The Chirikov House (Дом Чирикова), also known as the Chirikov Revenue House (Доходный дом Чирикова) is an architectural monument in the city of Rostov-on-Don, Rostov Oblast, Russia, that was built in 1913 in the Eclectic style to the design of architect Leonid Eberg. It is officially listed as an object of cultural heritage of Russia.

== History==
The revenue house on Taganrog Avenue (now Budennovsky Avenue) was built at the beginning of the 20th century for Vladimir Kirillovich Chirikov, who owned a confectionary factory, and was a member of the city government and the chairman of Mutual Credit Society. The project designer was architect Leonid Fedorovich Eberg, who also supervised the construction works. In 1912, as construction neared completion, Chirikov visited the site and demanded the installation of two columns on the facade. The architect objected to the installation of the columns, since the composition of the building was based on the architectural principles of the Renaissance. In response, Chirikov said: "And who pays you the money ― the Renaissance or me?" Eberg had no choice but to install the two columns.

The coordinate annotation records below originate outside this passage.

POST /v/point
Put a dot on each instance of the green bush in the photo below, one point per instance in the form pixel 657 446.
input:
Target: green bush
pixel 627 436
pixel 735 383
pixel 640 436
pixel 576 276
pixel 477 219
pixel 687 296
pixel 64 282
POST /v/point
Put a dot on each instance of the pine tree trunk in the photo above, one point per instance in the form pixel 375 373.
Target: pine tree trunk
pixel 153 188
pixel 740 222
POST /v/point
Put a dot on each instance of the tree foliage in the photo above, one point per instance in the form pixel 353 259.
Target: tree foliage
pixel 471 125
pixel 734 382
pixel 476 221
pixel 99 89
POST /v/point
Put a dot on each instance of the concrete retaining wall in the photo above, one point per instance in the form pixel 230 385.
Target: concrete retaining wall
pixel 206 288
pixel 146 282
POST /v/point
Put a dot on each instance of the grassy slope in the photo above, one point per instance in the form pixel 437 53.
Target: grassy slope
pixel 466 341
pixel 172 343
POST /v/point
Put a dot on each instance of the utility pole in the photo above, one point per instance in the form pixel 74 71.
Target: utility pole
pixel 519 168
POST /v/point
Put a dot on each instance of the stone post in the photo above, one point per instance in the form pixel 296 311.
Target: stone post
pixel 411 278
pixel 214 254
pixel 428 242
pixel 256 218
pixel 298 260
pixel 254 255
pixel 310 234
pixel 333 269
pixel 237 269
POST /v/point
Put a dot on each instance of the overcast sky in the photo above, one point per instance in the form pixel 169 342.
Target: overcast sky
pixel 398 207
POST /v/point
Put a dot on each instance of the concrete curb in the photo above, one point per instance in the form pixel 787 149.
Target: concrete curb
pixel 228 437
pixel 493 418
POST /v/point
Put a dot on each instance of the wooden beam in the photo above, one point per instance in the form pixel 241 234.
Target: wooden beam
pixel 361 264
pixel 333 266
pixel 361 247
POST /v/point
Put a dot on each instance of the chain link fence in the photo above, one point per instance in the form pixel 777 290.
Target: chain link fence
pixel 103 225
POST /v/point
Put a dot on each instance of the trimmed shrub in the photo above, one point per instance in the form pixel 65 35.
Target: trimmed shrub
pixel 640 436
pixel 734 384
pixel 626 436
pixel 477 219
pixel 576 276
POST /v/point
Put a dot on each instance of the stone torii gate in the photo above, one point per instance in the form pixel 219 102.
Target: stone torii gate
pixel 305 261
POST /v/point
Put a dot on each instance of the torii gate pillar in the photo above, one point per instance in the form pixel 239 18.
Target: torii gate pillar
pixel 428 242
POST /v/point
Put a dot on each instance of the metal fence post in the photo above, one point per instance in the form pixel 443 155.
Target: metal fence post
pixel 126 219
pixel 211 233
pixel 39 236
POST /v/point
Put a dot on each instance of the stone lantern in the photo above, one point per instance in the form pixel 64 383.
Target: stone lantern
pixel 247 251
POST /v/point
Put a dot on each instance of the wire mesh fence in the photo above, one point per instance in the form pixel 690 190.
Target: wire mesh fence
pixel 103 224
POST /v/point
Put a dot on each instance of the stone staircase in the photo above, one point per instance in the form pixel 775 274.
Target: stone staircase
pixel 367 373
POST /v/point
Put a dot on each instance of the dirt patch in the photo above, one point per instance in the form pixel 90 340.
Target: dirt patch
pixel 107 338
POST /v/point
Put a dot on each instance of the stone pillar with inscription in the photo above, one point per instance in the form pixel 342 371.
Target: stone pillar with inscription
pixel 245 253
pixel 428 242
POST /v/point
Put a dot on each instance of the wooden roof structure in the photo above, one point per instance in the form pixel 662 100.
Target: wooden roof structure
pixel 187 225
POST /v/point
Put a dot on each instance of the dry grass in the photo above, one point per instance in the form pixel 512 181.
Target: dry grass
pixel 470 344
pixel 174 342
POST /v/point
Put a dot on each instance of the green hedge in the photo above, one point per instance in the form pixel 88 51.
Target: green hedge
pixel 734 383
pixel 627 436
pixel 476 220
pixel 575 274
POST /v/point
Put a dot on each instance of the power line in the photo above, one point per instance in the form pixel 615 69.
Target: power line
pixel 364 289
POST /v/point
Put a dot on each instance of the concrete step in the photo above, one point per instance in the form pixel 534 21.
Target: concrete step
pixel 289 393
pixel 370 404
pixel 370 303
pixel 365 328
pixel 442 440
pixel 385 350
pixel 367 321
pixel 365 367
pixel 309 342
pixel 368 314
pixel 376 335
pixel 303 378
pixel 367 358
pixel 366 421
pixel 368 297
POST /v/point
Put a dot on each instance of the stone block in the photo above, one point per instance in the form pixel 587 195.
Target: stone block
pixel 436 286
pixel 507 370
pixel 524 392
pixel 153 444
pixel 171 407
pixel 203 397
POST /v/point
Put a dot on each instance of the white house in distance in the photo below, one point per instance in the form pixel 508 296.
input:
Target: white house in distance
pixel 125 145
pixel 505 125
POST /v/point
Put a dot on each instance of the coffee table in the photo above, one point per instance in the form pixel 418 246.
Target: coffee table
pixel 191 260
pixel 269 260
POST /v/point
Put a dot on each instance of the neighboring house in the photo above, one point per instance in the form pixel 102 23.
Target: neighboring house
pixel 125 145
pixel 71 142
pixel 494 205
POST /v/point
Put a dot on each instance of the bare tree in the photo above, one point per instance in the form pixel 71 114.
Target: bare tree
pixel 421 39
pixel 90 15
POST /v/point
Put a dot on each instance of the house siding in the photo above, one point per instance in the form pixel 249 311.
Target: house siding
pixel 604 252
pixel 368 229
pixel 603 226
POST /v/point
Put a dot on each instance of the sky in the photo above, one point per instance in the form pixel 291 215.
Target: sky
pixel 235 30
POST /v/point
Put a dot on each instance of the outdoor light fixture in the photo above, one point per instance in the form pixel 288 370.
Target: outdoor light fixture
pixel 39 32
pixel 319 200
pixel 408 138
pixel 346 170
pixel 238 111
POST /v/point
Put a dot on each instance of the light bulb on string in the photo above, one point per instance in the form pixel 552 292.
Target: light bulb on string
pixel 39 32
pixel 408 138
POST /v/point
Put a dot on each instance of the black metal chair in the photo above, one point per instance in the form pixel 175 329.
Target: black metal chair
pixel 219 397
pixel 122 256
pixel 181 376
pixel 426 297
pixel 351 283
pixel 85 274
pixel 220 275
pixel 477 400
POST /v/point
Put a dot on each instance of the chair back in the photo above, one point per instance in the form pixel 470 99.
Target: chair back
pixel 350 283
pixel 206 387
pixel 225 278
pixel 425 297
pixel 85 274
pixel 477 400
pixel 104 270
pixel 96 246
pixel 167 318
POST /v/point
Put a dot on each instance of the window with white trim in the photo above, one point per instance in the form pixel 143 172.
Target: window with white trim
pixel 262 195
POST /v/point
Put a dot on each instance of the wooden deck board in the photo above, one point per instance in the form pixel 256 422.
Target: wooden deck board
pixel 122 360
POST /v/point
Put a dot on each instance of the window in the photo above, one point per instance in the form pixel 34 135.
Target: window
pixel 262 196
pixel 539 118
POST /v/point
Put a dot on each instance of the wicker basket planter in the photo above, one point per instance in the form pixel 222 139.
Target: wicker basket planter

The house is five-storey brick building with a plastered facade, a multi-pitched roof, and two rectangular bay windows, which are united on the top floor with a massive arch topped with a decorative arcade over the cornice. Two sculptures in antique style stood on the pediment until 1917, but disappeared after the October Revolution.

During the Russian Civil War, the building served as a hospital for the wounded soldiers of Anton Denikin's White Army. The house escaped damage during World War II, despite the heavy shelling of the city.

Today the Chirikov House is occupied by Leninsky City District's police department No. 4.